The Association of Financial Advisers told its members it met with the Minister for Revenue and Financial Services to air its concerns with the FASEA proposals on professional standards.
On Monday the association drew Kelly O'Dwyer's attention to its concerns with the education standards of the proposal, including the definition of a related degree and the lack of recognition for unrelated degrees, advanced diplomas and professional designations.
According to a member release, the association expressed its concerns about the potential impact to the advice profession if a "practical solution" could not be found. The AFA said it asked O'Dwyer what the expected outcome would be, with the minister confirming there was no target for adviser attrition.
According to the AFA, O'Dwyer expressed a view that aspects of the national exam appeared to be unreasonable, including its four-hour length, 65% pass mark and a lack of preparation materials or practice exams.
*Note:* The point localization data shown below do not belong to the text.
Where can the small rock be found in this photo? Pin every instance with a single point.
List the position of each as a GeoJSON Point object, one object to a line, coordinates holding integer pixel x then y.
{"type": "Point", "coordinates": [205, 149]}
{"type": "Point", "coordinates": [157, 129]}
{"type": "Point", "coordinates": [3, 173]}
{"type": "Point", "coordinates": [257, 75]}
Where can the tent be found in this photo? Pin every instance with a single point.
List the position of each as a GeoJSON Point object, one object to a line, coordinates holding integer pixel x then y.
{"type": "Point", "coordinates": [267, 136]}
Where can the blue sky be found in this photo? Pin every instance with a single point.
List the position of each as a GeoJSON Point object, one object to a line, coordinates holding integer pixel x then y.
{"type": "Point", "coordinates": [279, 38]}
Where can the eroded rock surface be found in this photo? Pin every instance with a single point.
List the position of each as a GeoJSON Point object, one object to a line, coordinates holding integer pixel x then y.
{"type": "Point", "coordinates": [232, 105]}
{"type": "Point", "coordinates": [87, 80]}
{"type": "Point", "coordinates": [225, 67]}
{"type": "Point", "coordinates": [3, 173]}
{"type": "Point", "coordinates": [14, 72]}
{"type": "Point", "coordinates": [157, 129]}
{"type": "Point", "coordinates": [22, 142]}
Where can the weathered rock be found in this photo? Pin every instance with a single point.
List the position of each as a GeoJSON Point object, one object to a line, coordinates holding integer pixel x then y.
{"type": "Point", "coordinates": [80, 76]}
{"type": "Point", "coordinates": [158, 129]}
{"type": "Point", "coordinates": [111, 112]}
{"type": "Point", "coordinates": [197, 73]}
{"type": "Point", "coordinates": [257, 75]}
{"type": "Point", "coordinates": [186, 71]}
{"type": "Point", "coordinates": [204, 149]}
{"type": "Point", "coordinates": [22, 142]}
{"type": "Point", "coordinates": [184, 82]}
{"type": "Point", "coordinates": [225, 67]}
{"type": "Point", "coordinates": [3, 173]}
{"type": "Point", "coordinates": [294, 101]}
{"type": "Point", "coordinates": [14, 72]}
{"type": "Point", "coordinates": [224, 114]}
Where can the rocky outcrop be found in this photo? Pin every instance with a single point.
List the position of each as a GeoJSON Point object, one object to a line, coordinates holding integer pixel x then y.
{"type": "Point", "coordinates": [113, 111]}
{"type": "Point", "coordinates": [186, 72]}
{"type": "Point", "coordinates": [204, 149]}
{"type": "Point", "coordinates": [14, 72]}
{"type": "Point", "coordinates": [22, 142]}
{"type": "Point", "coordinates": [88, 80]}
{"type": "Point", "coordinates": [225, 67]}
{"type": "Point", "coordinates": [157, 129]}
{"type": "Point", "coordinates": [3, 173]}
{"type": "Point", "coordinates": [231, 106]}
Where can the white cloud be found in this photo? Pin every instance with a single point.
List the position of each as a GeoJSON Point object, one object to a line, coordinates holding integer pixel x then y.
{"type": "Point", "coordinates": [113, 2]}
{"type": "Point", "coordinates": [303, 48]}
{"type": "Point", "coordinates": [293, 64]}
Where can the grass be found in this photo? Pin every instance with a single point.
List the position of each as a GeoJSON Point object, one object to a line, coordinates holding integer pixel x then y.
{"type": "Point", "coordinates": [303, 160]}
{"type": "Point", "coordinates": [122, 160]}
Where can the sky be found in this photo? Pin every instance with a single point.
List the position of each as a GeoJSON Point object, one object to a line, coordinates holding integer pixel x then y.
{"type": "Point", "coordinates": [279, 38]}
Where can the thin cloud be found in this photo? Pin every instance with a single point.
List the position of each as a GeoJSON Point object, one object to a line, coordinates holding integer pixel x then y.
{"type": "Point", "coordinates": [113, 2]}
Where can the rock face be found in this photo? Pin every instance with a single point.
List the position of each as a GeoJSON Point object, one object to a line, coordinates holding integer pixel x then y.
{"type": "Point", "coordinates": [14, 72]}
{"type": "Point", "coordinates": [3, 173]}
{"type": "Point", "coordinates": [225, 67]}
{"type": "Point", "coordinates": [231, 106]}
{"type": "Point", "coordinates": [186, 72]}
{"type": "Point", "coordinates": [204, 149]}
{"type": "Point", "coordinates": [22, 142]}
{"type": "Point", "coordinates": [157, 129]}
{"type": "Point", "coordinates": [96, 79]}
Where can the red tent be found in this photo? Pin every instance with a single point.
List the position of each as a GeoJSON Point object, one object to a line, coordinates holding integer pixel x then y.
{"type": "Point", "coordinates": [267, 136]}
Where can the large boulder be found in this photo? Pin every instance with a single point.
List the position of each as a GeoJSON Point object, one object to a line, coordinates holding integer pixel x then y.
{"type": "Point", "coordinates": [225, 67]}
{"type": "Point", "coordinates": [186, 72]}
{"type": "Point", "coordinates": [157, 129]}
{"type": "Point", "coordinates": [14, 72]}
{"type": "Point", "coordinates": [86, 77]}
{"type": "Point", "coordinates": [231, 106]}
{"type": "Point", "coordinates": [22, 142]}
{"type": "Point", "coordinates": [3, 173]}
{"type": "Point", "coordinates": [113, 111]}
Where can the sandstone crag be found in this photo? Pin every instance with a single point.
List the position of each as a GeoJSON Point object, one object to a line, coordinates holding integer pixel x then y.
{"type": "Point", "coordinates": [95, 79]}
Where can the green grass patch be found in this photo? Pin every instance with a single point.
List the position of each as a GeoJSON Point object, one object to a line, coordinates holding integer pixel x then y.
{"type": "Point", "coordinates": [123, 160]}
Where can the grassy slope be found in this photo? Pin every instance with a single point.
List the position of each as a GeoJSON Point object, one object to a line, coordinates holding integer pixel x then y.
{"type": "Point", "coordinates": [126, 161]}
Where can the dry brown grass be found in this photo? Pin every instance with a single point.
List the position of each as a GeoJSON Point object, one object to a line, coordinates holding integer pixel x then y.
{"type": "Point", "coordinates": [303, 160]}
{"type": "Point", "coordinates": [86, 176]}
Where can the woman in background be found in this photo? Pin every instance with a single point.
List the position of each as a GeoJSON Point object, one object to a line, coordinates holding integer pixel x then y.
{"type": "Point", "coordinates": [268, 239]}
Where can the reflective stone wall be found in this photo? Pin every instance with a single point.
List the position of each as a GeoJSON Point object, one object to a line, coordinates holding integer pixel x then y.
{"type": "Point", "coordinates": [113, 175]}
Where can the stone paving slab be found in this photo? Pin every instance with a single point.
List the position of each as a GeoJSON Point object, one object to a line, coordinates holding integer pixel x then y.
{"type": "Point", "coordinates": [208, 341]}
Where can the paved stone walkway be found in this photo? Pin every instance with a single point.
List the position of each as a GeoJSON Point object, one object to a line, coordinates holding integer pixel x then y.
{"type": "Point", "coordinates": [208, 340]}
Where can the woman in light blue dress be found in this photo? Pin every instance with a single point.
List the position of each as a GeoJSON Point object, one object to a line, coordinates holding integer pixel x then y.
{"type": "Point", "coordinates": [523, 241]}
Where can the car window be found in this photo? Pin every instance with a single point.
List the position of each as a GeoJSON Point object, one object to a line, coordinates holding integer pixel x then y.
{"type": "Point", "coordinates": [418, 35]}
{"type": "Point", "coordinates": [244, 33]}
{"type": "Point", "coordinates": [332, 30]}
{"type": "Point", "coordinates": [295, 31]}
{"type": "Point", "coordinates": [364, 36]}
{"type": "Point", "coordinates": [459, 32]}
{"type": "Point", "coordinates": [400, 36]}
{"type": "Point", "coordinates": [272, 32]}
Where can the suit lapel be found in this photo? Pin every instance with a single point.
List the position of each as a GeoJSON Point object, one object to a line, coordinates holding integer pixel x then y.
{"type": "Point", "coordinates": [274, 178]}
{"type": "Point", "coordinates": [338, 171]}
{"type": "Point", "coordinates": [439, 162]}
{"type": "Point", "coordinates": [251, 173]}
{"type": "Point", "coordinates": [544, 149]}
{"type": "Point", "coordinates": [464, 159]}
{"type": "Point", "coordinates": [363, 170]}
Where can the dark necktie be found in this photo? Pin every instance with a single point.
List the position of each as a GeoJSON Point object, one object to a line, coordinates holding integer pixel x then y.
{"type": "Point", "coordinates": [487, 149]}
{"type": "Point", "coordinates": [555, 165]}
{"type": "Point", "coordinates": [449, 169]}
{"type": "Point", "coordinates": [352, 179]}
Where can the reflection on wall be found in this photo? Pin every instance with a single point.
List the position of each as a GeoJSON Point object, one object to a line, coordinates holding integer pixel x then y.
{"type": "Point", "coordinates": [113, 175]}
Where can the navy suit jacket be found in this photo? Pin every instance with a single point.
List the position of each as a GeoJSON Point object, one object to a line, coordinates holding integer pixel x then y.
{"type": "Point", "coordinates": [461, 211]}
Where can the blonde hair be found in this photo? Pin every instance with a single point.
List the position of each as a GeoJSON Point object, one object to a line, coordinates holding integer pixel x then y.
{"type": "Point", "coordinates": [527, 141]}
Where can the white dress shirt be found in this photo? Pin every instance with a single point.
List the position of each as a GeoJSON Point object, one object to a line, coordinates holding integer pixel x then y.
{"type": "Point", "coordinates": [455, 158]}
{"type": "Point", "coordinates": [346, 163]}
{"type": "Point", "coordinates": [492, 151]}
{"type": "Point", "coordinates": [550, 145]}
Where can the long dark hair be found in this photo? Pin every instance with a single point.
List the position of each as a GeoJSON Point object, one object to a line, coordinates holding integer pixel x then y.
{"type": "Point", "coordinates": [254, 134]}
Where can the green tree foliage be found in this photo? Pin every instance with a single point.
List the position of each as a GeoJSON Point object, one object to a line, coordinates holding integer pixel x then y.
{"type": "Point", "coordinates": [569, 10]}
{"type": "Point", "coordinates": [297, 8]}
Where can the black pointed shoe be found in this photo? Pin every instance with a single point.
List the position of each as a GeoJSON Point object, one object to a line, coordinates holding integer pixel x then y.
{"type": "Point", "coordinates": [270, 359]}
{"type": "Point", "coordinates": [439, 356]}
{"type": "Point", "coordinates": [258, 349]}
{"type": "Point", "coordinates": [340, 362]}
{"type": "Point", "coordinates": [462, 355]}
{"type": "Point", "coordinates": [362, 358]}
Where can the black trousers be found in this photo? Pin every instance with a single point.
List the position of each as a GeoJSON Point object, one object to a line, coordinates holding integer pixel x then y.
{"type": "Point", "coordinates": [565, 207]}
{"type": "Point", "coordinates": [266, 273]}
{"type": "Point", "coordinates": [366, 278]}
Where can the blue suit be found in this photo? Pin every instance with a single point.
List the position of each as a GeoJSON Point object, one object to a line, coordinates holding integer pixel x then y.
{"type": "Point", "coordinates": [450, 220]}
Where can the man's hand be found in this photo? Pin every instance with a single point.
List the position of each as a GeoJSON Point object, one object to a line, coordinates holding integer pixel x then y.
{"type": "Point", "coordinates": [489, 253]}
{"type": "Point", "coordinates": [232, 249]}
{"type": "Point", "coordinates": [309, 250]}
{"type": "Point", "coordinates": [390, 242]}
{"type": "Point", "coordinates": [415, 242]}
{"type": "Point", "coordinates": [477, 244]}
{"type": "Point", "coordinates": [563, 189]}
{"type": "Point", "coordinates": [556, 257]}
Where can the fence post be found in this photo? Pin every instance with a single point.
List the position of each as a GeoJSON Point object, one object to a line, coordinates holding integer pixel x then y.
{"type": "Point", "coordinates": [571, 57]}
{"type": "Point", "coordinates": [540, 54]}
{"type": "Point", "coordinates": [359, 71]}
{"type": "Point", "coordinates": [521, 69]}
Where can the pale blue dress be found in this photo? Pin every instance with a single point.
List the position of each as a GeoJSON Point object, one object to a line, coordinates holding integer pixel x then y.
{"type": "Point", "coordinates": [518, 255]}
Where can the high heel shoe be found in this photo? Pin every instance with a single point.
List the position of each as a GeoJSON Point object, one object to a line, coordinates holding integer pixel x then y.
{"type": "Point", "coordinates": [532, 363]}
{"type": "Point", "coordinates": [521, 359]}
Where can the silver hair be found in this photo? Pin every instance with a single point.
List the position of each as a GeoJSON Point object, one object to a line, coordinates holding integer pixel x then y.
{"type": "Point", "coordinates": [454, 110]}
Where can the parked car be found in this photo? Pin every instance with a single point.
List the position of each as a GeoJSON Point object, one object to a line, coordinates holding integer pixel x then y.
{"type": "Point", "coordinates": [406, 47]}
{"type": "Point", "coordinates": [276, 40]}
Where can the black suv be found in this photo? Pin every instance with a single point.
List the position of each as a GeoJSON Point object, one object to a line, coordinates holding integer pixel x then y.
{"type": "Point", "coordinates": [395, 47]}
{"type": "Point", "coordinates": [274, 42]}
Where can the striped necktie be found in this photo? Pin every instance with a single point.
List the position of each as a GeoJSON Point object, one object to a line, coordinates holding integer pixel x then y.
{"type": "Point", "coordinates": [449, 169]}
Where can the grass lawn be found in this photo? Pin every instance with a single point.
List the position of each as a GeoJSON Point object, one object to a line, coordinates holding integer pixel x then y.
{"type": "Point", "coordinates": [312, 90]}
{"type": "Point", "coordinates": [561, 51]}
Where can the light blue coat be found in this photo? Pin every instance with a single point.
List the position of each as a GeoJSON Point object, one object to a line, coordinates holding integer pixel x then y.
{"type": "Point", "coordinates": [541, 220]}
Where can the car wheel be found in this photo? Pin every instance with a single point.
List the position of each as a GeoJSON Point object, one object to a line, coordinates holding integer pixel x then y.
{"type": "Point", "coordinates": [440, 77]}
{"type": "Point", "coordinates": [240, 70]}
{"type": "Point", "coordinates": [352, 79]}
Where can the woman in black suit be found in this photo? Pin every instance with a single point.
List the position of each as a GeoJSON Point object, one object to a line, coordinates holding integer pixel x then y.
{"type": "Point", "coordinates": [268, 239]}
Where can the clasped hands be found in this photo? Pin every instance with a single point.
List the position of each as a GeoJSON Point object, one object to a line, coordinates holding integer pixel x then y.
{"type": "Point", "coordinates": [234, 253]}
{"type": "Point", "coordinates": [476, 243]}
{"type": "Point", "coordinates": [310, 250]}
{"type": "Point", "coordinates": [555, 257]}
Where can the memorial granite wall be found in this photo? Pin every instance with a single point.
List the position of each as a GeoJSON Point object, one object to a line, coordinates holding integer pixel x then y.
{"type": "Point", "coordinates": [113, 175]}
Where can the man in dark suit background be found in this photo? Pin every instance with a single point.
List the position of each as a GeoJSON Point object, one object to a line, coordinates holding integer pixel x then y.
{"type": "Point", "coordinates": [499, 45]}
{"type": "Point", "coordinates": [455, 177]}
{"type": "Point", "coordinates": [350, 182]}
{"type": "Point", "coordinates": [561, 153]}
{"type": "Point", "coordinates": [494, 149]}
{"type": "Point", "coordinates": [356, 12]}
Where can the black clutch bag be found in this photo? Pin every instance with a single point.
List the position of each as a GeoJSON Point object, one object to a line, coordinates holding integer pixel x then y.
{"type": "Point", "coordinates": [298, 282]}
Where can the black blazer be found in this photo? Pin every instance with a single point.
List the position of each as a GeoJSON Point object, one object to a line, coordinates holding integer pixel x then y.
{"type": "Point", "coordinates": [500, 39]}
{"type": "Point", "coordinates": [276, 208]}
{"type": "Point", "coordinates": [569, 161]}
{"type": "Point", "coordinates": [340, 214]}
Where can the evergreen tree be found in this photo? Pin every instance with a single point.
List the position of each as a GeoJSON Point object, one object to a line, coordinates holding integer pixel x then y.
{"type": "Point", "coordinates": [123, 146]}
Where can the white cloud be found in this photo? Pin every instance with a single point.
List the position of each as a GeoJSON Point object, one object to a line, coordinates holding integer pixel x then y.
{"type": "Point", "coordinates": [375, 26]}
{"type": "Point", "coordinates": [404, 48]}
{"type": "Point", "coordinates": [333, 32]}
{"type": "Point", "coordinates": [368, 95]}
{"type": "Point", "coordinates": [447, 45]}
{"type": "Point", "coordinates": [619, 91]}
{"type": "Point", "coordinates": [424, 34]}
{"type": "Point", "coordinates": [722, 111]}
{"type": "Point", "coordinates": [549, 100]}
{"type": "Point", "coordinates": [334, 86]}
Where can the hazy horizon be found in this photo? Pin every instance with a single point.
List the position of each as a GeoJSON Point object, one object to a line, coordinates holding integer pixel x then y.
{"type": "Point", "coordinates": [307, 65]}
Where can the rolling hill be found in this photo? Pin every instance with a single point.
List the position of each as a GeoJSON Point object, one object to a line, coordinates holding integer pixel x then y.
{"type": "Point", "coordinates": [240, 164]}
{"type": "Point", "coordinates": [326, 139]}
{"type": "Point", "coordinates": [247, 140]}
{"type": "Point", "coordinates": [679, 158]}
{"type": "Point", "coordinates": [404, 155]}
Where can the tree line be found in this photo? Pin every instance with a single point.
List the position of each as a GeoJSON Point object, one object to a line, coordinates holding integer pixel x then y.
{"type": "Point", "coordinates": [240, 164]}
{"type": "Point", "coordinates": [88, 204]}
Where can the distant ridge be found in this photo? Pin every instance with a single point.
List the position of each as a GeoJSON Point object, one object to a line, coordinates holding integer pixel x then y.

The AFA said O'Dywer would discuss its concerns with FASEA, though noted its independence.
In its member release the association recognised the need for an increase in professional standards, however it said the approach needed to be sensible, saying the "whole process needs to be about raising standards, not about reducing adviser numbers."
Separately, the association said last month the ongoing debate around the removal of grandfathered commissions was an "overreaction", with trail commissions contributing little to the overall income of financial advice practices in reality.
At the 2018 Association of Financial Advisers' National Roadshow in Sydney, AFA head of policy Phil Anderson said ASIC's argument about the prevalence of grandfathered commissions was misguided and not based on facts.